The single accelerator cell 10 can be thought of as consisting of two radial transmission lines which are filled with different dielectrics. The line having the lower value of dielectric constant is called the “fast” line and the one having the higher dielectric constant is termed the “slow” line. Initially, both lines are oppositely charged so that there is no net voltage along the inner length of the assembly. After the lines have been fully charged, the switch 12 closes across the outside of both lines at the outer diameter of the single accelerator cell. This causes an inward propagation of the voltage waves 24 and 25 which carry opposite polarity to the original charge such that a zero net voltage will be left behind in the wake of each wave as shown in FIG. 4B. When the fast wave 25 hits the inner diameter of its line, it reflects back from the open circuit it encounters. Such reflection doubles the voltage amplitude of the wave 25 and causes the polarity of the fast line to reverse. This is because twice the original charge voltage is subtracted from the original charge voltage in the wave 25 at the reflection. For only an instant moment more, the voltage on the slow line at the inner diameter will still be at the original charge level and polarity. After the wave 25 arrives but before the wave 24 arrives at the inner diameter, the field voltages on the inner ends of both lines are oriented in the same direction and add to one another, as shown in FIG. 4B. Such adding of fields produces an impulse field that can be used to accelerate a beam. Such an impulse field is neutralized, however, when the slow wave eventually arrives and reverses the polarity of the slow line, as is illustrated in FIG. 4C. The time that the impulse field exists can be extended by increasing the distance that the voltage waves 24 and 25 must traverse. One way is to simply increase the outside diameter of the single accelerator cell. Another, more compact way is to replace the solid discs of the conductive plates 14, 16 and 18 with one or more spiral conductors that are connected between conductor rings at the inner and/or outer diameters, as is illustrated in FIG. 7. For example, the spiral conductors may be patterned in copper clad using standard printed circuit board techniques on both sides of a fiberglass-epoxy substrate that serves as the laminated dielectric 22. Multiple ones of these may then be used to sandwich several dielectrics 20 to form a stack.

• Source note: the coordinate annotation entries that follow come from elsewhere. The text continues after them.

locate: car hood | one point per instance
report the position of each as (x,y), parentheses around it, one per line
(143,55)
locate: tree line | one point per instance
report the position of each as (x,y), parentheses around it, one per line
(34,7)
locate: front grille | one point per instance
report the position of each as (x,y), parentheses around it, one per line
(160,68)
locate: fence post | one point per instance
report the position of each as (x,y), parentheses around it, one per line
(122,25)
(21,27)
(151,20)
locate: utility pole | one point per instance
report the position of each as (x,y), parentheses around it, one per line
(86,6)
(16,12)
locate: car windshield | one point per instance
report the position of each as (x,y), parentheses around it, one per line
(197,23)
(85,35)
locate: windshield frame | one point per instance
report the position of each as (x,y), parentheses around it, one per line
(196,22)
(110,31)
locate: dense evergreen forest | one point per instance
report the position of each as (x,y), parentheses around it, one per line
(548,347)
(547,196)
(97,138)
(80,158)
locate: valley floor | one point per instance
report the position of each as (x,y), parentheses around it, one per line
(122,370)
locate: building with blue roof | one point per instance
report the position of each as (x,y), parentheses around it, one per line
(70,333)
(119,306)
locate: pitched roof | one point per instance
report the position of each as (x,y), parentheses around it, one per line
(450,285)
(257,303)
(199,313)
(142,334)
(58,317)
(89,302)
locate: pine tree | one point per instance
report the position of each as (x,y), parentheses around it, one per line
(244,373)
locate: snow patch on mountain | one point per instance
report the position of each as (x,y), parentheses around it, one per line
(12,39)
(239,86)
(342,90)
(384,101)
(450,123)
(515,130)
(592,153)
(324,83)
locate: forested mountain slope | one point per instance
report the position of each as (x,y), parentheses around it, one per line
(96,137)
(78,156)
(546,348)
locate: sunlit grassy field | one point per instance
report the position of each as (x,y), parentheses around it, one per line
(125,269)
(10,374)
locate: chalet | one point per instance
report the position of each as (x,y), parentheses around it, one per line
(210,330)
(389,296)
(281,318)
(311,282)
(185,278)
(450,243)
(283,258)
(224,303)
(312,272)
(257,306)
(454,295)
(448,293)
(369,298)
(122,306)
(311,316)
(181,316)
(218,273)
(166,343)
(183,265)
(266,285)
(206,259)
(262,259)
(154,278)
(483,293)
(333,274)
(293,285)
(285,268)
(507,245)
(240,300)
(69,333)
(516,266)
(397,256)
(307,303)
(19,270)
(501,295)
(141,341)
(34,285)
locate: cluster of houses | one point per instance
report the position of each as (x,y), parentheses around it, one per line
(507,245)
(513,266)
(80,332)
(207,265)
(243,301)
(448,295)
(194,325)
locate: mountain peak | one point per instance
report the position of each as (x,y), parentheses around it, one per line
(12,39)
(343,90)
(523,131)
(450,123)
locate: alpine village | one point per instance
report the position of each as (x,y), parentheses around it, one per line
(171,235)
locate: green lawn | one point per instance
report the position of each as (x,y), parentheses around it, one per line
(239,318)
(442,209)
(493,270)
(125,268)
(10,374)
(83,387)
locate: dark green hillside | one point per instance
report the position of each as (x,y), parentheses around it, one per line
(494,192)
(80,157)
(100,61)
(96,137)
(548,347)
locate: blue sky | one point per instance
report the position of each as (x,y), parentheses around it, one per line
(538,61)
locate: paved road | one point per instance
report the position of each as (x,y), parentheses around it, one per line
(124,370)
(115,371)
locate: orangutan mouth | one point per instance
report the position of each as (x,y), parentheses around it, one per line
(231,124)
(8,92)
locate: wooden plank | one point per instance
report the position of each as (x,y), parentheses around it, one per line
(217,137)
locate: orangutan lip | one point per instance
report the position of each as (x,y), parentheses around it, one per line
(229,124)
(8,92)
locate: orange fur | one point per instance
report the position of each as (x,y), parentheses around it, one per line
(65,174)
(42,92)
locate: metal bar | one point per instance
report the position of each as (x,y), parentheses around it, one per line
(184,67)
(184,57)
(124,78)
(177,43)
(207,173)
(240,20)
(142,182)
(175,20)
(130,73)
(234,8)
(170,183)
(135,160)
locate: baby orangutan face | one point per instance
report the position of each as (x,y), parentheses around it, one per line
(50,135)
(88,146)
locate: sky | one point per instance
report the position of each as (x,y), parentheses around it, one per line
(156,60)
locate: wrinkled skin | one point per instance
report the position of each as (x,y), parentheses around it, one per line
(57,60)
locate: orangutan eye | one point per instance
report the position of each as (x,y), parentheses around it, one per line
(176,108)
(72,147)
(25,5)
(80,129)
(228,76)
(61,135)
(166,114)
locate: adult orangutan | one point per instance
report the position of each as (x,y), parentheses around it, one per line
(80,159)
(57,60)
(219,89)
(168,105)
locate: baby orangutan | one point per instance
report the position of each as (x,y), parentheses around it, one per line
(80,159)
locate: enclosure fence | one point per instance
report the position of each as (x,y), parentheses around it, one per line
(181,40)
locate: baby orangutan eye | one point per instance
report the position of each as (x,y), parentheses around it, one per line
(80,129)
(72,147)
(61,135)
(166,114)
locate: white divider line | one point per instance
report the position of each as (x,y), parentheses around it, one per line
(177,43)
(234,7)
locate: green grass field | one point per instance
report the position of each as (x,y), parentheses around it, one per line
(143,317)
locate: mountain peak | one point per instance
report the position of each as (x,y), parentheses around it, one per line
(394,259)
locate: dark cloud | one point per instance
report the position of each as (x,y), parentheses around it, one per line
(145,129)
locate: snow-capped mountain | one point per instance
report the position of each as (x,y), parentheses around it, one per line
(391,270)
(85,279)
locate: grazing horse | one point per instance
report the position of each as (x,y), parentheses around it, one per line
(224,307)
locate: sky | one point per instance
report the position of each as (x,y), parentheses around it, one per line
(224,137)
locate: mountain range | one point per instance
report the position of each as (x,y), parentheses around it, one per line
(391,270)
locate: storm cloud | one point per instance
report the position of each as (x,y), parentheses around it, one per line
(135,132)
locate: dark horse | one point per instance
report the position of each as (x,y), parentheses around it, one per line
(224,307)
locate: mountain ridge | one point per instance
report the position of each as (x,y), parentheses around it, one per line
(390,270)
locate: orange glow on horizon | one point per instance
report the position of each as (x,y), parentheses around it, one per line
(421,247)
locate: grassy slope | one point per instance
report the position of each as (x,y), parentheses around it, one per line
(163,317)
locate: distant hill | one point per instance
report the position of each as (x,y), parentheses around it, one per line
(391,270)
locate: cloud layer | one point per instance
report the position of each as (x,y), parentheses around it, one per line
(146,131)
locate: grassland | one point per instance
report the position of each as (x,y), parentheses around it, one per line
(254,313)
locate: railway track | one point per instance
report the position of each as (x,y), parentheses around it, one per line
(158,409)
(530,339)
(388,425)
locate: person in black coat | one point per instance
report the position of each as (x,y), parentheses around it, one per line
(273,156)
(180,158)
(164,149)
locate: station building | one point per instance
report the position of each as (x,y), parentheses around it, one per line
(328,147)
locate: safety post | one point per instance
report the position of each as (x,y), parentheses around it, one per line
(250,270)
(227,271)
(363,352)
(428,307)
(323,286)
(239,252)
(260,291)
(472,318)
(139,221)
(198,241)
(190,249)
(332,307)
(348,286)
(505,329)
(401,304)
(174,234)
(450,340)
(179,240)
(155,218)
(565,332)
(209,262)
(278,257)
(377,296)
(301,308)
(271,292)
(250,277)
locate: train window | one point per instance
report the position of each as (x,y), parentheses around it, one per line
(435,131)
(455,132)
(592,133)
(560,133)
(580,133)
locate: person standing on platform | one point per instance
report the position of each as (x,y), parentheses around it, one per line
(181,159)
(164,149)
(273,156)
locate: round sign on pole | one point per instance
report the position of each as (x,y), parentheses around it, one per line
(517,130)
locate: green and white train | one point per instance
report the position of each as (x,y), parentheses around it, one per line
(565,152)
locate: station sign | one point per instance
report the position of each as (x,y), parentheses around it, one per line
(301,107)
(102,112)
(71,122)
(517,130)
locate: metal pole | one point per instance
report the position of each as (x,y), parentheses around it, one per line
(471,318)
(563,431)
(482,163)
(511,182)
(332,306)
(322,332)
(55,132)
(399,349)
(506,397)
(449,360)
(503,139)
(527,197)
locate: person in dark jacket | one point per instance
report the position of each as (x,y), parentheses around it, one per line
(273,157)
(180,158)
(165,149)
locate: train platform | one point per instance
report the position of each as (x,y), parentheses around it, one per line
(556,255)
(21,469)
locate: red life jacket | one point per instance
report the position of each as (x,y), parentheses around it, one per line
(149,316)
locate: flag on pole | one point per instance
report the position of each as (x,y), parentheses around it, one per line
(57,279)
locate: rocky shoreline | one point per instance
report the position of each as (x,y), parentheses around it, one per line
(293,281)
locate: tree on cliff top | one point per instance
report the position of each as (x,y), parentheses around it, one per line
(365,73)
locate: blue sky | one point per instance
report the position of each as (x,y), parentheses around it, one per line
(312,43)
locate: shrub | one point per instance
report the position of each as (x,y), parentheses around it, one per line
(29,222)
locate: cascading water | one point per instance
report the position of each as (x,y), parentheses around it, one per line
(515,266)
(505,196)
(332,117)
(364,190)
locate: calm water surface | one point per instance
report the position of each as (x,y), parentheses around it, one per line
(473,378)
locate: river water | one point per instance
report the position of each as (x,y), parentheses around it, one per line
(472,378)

The laminated dielectrics 20 and 22 are preferably constructed of thin layers of conventional insulating materials alternated with finely spaced floating metal electrodes, e.g., similar insulators have been built and tested by Tetra Corporation (Albuquerque, N. Mex.). See, J. Elizondo and A. Rodriguez, Proc. 1992 15th Int. Symp. on Discharges and Electrical Insulation in Vacuum (Vde-Verlag Gmbh, Berlin, 1992), pp. 198-202. The spatial period of such alternations in the laminated dielectrics 20 and 22 preferably are in the approximate range of 0.1-1.0 millimeters (mm), albeit the lower end of the range has yet to be determined precisely because very specialized equipment and instruments are necessary.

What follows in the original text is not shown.